# Freud Quadra-Cut Roundover Bit "Wow"



## patron (Apr 2, 2009)

thanks , this sounds like a winner !
how many bits do they make like this ?


----------



## JimBuchanan (Mar 25, 2009)

I'm glad you had a positive experience with these bits, too. They aren't cheap, but they perform so well it's worth it.


----------



## spanky46 (Feb 12, 2009)

Good to hear!


----------



## tenontim (Feb 24, 2008)

I was impressed with the 3 wing bits that are out, so I can imagine the cut you get from the 4 wing. Thanks for the review.


----------



## sbryan55 (Dec 8, 2007)

Pete, thanks for the review. I have not purchased a lot of bits from Freud but I have been looking at these and wondering if they performed as well as advertised. Based on your review I will have to add some of these to my collection of bits.


----------



## KentS (May 27, 2009)

I have that same bit and I love it. I would highly recommend it. Of course I used it in a Festool Router (Hand held)--I guess that's cheating, huh? I've used other quadra-cut bits in my "normal" routers, and they really are good (The bit, that is!)

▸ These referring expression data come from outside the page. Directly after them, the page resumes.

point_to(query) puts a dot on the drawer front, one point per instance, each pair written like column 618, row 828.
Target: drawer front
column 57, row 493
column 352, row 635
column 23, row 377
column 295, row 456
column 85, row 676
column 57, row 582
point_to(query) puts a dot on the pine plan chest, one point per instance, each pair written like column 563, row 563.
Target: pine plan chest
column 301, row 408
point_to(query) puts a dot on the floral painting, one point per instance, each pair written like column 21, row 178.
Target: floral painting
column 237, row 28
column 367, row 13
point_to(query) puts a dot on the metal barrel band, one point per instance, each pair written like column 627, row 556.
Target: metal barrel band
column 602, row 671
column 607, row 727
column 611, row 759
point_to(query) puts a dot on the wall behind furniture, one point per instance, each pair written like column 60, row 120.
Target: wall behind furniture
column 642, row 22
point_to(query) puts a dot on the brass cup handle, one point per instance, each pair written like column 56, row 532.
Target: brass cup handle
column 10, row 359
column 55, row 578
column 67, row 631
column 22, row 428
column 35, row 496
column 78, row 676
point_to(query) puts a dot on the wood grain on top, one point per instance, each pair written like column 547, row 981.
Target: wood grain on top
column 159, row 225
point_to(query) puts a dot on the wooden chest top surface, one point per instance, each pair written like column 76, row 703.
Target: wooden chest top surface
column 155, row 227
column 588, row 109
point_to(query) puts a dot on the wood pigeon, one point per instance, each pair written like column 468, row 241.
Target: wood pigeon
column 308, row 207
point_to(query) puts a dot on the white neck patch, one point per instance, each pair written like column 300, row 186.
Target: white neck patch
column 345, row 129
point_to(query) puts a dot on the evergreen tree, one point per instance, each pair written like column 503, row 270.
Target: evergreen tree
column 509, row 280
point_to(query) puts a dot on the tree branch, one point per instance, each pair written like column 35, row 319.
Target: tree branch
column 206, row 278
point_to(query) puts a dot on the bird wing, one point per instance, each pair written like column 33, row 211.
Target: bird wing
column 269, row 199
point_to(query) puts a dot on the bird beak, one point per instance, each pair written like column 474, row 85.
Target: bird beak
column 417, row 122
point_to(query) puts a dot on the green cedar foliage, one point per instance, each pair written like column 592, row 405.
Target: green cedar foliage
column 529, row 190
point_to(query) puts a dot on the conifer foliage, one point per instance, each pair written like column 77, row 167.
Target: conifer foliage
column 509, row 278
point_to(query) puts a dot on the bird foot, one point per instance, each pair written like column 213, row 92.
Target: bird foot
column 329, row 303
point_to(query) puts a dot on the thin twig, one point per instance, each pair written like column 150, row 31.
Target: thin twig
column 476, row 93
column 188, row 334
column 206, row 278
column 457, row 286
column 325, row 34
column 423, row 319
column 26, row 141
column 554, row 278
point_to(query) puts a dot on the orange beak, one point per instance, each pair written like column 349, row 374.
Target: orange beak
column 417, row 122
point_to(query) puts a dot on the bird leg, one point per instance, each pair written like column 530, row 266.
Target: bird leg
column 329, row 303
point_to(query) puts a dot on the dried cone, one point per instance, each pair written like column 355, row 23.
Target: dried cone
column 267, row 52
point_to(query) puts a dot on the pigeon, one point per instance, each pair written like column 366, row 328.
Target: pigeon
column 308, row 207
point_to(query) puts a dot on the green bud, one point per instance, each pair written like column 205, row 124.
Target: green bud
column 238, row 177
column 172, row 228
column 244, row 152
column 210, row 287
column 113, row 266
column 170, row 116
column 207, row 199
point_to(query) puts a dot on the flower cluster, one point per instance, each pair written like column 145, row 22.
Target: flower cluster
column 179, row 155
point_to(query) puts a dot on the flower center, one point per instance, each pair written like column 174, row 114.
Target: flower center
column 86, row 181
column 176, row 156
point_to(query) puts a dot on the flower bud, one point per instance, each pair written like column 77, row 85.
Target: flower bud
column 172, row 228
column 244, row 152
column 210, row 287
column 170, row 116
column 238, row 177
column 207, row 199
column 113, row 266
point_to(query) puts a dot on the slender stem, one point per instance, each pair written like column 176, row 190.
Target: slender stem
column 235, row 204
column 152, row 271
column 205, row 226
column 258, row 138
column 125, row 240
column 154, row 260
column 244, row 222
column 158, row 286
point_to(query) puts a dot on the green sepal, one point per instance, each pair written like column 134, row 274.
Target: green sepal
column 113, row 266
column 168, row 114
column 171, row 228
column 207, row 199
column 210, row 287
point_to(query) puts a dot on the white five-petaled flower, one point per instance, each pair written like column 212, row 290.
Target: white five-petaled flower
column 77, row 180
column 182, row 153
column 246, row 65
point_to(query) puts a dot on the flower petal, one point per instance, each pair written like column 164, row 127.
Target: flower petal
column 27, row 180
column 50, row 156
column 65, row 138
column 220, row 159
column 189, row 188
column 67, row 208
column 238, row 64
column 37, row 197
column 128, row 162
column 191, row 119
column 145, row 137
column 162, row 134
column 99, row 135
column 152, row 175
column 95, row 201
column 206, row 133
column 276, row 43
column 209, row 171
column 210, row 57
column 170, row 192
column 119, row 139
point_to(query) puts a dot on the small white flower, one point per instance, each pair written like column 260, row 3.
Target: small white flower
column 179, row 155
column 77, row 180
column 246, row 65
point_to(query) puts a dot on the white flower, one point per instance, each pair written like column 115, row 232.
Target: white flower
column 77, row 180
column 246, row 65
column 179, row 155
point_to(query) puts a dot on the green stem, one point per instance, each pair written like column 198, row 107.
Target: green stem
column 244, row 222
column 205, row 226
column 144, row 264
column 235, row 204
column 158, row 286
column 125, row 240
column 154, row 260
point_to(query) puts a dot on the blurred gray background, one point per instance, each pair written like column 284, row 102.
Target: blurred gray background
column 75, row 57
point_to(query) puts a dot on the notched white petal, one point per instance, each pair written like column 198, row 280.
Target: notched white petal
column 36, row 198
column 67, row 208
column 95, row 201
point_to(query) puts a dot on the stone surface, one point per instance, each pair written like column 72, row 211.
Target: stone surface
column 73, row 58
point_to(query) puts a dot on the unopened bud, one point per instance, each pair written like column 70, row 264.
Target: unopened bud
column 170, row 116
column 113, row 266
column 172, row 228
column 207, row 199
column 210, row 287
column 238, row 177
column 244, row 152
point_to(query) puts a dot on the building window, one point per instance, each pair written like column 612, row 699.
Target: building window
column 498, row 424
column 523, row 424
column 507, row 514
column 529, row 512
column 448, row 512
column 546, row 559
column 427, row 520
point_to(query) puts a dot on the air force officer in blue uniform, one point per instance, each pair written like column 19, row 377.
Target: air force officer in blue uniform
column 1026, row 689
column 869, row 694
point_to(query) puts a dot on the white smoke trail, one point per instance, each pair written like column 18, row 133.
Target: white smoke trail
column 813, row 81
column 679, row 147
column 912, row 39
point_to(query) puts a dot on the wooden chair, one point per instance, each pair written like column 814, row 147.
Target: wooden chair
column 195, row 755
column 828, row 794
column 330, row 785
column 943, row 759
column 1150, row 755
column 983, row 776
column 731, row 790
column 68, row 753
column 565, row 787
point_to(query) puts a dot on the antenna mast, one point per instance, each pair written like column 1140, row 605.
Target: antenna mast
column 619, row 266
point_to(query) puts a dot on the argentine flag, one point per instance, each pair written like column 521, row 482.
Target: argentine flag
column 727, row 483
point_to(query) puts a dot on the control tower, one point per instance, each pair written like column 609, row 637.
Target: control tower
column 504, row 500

patron, Looks like Freud makes about thirty-one bits right now in the Quadra-cut--12 profiles (different sizes of several of those) I'm sure they will be adding others as time goes on.


----------



## rob2 (Nov 27, 2007)

I tried the roman ogee. It replaced a high speed steel bit. What a huge step up. Wow do they cut fast and smooth!!! They are a very good buy.


----------



## a1Jim (Aug 9, 2008)

I have some there great.good review


----------



## softouch (Jun 20, 2009)

I have about 30 Freud bits and have been very happy with them all. I also have about 1/2 a dozen from Lee Valley … they too have been very good. Have used these on pine, walnut, cherry, cedar and maple. I usually have to sand the end grain for most profiles..


----------



## roman (Sep 28, 2007)

All wood that is "routed" needs sanding, regardless of the make, the feed speed, or the router

skipping sanding is just …............silly


----------



## EPB (Apr 7, 2009)

I have several of the Quadra bits now after my first experience with their reverse ogee bit. They do cost more but do such a good job and the sharp edge holds up.


----------